白送给他耳环当然高兴了,马上就接了过去。
农人劳作了一年,田税就占去了收入的六分之一,这还是没有战乱的年头,像今年这样发生了战争,国家大幅需要钱的情况下,田税还得从往年的基础上相应地增加。
田税在这些人上战场,杀敌立功后就免掉了,什么时候立功者过世了,子孙才能接着交。
祖荫庇护,福及子孙,就是说的这种家世的人。
克山国国师和元帅,怕再要袭击外围营盘,城里的西帅率人抄后路,再也不敢来营盘骚扰了,反而加紧攻城。
反正你攻城,二路元帅就攻击他们的营盘,你来我往,天天杀得天昏地暗。城里的粮草,因为城外的人得不到信息,也不知道还有多少,估计是不多了。

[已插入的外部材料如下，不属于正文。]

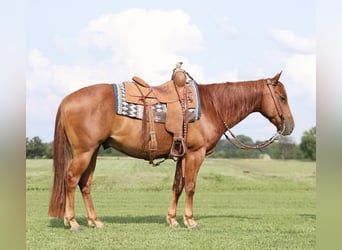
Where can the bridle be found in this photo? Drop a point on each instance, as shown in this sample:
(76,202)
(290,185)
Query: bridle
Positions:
(235,140)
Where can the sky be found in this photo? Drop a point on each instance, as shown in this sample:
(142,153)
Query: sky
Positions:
(72,44)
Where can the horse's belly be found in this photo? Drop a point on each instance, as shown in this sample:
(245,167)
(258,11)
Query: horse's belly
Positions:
(131,140)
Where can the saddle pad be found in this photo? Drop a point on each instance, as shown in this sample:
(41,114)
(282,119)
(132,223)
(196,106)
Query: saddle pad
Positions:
(133,110)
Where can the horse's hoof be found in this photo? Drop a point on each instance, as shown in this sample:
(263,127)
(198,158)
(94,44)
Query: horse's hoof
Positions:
(95,224)
(196,227)
(173,223)
(191,224)
(76,228)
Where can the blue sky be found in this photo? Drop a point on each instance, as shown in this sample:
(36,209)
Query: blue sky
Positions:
(71,44)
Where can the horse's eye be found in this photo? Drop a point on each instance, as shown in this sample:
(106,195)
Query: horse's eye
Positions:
(283,98)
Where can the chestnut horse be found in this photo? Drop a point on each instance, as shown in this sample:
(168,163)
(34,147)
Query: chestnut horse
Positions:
(86,119)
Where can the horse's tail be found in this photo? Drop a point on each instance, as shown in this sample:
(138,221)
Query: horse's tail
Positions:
(61,158)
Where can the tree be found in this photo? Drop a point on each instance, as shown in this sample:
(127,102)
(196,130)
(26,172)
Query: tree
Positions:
(308,144)
(35,148)
(284,149)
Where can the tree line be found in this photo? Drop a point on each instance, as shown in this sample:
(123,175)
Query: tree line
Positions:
(285,148)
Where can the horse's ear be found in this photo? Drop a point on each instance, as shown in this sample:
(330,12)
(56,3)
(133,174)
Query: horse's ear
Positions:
(275,79)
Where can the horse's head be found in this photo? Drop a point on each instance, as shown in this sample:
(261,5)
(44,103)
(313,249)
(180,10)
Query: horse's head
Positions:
(275,106)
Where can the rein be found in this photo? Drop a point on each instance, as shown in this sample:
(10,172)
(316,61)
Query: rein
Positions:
(235,140)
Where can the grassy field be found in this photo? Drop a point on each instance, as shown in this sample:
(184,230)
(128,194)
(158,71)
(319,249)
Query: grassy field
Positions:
(239,204)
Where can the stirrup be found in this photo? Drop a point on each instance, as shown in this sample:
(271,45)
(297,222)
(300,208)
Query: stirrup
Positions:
(178,148)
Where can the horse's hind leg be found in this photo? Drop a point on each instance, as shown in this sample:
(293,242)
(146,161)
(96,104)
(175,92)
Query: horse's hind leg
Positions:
(178,185)
(85,187)
(78,166)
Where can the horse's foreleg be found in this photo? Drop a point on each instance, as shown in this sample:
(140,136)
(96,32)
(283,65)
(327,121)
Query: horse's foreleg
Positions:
(85,187)
(78,165)
(193,163)
(178,185)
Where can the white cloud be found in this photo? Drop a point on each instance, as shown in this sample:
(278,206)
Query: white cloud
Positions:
(301,69)
(225,25)
(294,42)
(147,43)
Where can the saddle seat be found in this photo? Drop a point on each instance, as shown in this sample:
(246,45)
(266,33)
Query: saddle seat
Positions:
(138,89)
(178,100)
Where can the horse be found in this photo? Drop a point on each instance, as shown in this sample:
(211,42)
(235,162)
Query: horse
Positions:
(86,120)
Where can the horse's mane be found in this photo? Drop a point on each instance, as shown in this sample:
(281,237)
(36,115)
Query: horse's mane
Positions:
(232,96)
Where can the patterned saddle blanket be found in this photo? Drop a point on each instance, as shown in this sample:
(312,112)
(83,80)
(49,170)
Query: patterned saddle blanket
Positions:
(134,110)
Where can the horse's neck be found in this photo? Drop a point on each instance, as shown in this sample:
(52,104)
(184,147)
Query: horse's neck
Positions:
(232,102)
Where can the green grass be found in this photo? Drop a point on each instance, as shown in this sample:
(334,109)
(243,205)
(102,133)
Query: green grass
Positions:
(239,204)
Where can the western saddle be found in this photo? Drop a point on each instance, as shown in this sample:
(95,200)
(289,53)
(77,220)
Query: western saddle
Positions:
(178,95)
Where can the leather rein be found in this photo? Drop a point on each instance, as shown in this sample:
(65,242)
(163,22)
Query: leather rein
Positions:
(235,140)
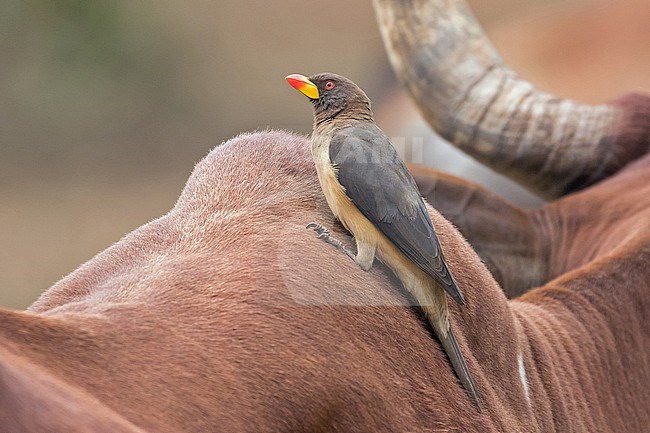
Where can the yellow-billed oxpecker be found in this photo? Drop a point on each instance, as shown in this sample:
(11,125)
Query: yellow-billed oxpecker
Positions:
(369,189)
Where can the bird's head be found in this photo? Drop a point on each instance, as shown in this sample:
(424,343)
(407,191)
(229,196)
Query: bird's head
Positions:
(333,96)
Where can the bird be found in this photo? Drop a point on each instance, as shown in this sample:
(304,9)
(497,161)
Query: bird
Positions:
(370,191)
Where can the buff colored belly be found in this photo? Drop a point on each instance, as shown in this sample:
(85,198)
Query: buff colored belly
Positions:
(364,231)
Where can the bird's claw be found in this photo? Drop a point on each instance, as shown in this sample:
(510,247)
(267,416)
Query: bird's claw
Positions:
(324,235)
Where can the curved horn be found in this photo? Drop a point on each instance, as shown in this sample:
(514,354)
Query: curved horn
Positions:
(469,96)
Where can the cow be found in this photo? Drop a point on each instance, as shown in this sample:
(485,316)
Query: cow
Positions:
(226,314)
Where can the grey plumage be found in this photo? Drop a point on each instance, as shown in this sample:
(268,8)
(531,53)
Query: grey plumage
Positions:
(379,184)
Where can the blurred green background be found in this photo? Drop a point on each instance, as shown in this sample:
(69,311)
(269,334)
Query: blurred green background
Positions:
(106,106)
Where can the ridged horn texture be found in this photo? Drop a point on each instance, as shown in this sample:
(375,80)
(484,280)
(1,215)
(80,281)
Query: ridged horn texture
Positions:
(549,145)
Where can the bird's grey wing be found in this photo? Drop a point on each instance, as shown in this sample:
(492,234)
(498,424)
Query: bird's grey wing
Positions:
(377,181)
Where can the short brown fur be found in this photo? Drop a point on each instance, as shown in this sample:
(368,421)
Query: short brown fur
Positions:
(225,315)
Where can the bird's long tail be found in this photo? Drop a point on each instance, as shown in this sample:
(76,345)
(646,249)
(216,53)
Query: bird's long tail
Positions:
(449,343)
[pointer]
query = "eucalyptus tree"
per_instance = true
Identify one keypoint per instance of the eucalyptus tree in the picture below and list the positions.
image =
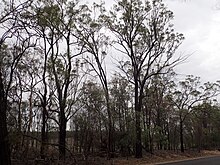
(91, 33)
(187, 93)
(157, 111)
(144, 34)
(56, 21)
(13, 44)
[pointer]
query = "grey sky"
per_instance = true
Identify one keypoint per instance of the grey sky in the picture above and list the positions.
(199, 21)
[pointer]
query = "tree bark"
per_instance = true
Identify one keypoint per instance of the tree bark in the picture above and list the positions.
(4, 142)
(62, 135)
(138, 148)
(181, 136)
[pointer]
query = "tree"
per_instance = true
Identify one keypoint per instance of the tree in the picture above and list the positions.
(55, 21)
(146, 37)
(11, 28)
(95, 43)
(188, 93)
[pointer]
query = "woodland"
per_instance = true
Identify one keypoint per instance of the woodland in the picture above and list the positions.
(79, 81)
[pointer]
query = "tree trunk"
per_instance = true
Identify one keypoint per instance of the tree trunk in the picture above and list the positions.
(62, 135)
(4, 142)
(138, 147)
(43, 133)
(181, 136)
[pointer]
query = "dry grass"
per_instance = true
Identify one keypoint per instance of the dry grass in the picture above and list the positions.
(148, 159)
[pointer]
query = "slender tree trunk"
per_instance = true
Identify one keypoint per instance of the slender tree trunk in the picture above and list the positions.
(43, 133)
(181, 136)
(4, 142)
(62, 134)
(138, 148)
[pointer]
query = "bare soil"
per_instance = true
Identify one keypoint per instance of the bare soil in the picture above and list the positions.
(148, 159)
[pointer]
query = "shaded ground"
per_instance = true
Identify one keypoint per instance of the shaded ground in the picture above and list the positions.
(203, 161)
(148, 159)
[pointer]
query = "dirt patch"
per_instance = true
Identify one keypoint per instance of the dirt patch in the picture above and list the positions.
(148, 159)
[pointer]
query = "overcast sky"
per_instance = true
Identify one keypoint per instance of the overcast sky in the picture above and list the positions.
(199, 21)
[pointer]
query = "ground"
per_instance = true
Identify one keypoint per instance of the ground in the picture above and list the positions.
(148, 159)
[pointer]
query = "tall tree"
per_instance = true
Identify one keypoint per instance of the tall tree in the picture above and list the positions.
(11, 28)
(95, 43)
(188, 93)
(146, 37)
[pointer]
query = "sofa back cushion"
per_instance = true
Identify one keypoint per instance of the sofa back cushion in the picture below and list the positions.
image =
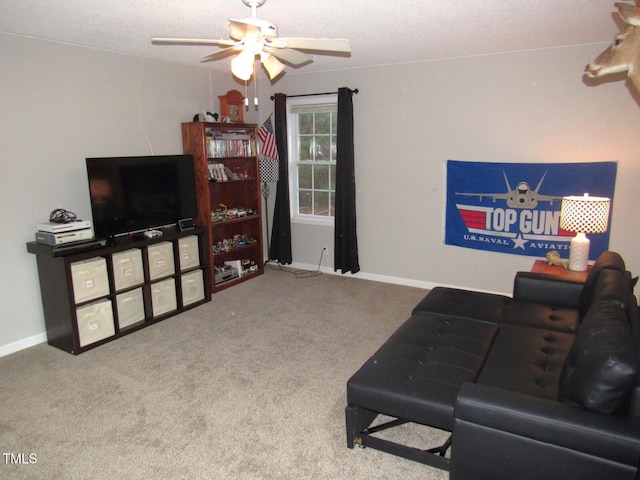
(606, 261)
(601, 367)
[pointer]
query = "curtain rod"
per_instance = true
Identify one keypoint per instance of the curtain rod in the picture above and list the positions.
(314, 94)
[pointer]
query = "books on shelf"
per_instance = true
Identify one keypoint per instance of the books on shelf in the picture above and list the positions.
(229, 144)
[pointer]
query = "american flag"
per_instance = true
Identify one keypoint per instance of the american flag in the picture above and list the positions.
(265, 133)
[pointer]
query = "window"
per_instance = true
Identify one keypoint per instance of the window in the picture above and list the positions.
(312, 123)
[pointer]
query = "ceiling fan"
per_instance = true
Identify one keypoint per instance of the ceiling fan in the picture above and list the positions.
(254, 36)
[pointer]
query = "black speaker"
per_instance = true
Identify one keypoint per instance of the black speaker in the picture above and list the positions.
(185, 224)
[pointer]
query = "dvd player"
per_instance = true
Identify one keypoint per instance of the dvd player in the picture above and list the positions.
(53, 227)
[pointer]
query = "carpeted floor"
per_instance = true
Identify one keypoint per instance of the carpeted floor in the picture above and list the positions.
(248, 386)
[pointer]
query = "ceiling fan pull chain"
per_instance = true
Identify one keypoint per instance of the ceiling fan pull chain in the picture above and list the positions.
(255, 85)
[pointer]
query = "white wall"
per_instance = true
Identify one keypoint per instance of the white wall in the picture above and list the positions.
(60, 104)
(519, 107)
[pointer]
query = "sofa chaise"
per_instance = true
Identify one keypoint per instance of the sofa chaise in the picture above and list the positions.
(542, 384)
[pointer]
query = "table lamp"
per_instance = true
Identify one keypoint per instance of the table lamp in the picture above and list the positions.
(583, 215)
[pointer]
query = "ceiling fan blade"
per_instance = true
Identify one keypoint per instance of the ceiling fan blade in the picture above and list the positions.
(291, 56)
(326, 44)
(239, 28)
(221, 54)
(192, 41)
(273, 66)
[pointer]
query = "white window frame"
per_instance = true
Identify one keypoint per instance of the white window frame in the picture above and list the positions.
(295, 106)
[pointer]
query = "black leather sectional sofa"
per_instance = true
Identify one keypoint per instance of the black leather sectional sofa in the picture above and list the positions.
(541, 385)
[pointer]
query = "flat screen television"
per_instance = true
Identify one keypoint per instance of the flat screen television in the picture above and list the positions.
(133, 194)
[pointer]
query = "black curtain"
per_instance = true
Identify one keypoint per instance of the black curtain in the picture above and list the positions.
(345, 238)
(280, 248)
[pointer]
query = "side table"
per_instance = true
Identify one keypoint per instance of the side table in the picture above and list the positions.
(542, 266)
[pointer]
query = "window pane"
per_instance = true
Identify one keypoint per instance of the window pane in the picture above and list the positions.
(323, 123)
(305, 123)
(305, 179)
(305, 206)
(323, 147)
(305, 148)
(321, 204)
(321, 177)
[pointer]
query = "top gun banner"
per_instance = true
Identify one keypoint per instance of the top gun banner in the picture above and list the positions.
(515, 207)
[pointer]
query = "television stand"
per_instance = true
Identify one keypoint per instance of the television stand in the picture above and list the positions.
(91, 296)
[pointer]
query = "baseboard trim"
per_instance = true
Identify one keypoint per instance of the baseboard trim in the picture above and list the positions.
(22, 344)
(407, 282)
(366, 276)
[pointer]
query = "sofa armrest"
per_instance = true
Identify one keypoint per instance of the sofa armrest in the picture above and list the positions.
(547, 289)
(499, 434)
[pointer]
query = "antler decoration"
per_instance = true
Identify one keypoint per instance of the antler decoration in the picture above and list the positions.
(623, 55)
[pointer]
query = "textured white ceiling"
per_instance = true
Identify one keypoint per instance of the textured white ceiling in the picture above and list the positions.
(381, 32)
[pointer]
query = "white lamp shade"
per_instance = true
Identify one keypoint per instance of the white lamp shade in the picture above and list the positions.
(242, 65)
(585, 214)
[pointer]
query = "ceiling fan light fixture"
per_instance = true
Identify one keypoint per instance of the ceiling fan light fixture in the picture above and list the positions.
(242, 65)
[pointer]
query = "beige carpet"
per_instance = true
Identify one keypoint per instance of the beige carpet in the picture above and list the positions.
(249, 386)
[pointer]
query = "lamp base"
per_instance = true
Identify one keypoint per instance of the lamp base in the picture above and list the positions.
(579, 253)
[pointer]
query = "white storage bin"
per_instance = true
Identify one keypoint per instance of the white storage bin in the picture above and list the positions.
(160, 260)
(189, 252)
(89, 279)
(163, 296)
(130, 307)
(95, 322)
(127, 268)
(192, 287)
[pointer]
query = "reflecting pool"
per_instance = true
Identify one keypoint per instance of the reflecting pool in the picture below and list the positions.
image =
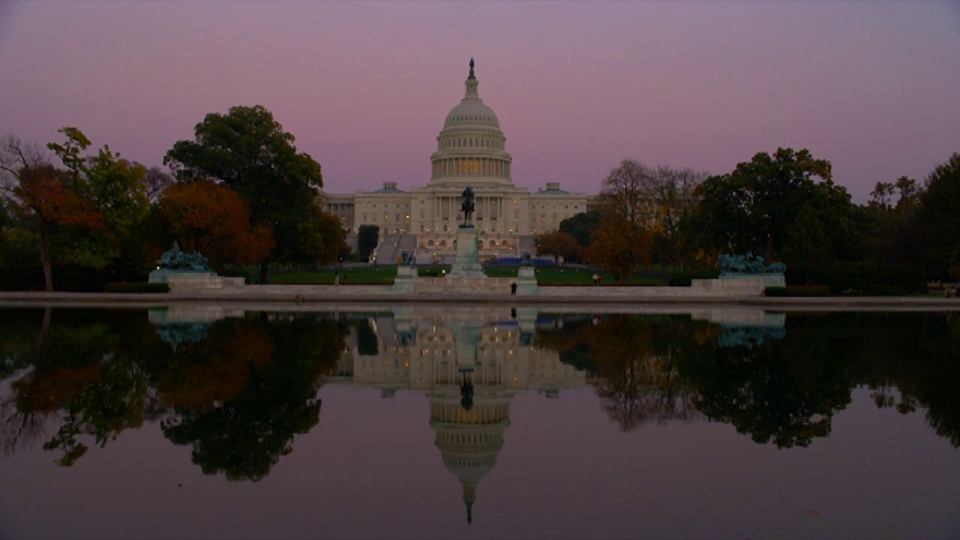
(478, 422)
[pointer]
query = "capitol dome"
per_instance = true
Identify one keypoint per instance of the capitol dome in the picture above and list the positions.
(471, 148)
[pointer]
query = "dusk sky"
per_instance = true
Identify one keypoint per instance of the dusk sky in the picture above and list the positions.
(872, 86)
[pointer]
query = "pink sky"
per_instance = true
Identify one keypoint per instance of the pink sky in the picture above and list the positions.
(874, 87)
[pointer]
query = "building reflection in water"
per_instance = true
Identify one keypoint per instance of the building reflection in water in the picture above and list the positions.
(469, 363)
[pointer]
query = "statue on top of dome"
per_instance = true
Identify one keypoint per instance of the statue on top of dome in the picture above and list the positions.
(467, 205)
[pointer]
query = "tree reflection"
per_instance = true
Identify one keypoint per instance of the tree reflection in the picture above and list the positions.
(75, 373)
(238, 396)
(917, 357)
(271, 373)
(780, 391)
(636, 359)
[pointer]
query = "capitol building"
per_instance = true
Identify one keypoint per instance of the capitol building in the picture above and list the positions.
(471, 152)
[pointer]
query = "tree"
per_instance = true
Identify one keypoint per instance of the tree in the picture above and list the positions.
(581, 226)
(560, 245)
(368, 236)
(204, 217)
(619, 247)
(156, 182)
(45, 198)
(247, 150)
(940, 215)
(756, 207)
(672, 192)
(895, 238)
(621, 242)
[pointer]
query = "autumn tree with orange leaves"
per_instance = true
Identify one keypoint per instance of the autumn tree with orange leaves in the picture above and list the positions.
(211, 219)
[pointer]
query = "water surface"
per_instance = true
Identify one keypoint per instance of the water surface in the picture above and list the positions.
(478, 423)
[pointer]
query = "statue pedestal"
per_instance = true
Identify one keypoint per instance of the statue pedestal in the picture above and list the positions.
(185, 281)
(527, 281)
(467, 264)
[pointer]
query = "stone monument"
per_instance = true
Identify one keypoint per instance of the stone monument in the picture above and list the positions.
(183, 271)
(467, 265)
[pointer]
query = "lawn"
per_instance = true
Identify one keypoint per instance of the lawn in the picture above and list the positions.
(385, 275)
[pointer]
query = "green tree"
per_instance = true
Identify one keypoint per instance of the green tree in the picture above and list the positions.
(560, 245)
(621, 242)
(940, 214)
(247, 150)
(246, 434)
(673, 195)
(580, 226)
(767, 203)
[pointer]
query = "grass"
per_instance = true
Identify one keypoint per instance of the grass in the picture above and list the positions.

小灵魂经常和孤魂野鬼在一起,得到的讯息精确,她告诉秀儿:“城里的粮食,如果喝粥,可以喝两顿,吃干的,一顿都不够了。”
翌日早上卯时,晨雾还没有散尽,营盘里的军士刚刚醒来,哨探来报告二路元帅,说是城头上立起了一个大牌子,上面写了一个“糧”字。
“任将军,我看是城里没有粮食了?”
得到讯息的秀儿马上找到了监军,她印证了小灵魂的话,确认城里无粮可吃了,情况万分紧急。如果敌军现在攻城,城里的士兵都饿肚皮了,敌军一鼓就可以登上城头。
“走,你和我去见元帅。”两人去到了帅帐。
大帐里都是将军,也都认为城里是缺粮了。
“既然城里缺粮即将断顿了,我们就赶紧攻城吧?”
“城里的粮食估计都快没有了,他们顶多能坚持一天,不是如此的话,西帅不会冒着暴露军情的危险,明目张胆的给咱们发信号的……”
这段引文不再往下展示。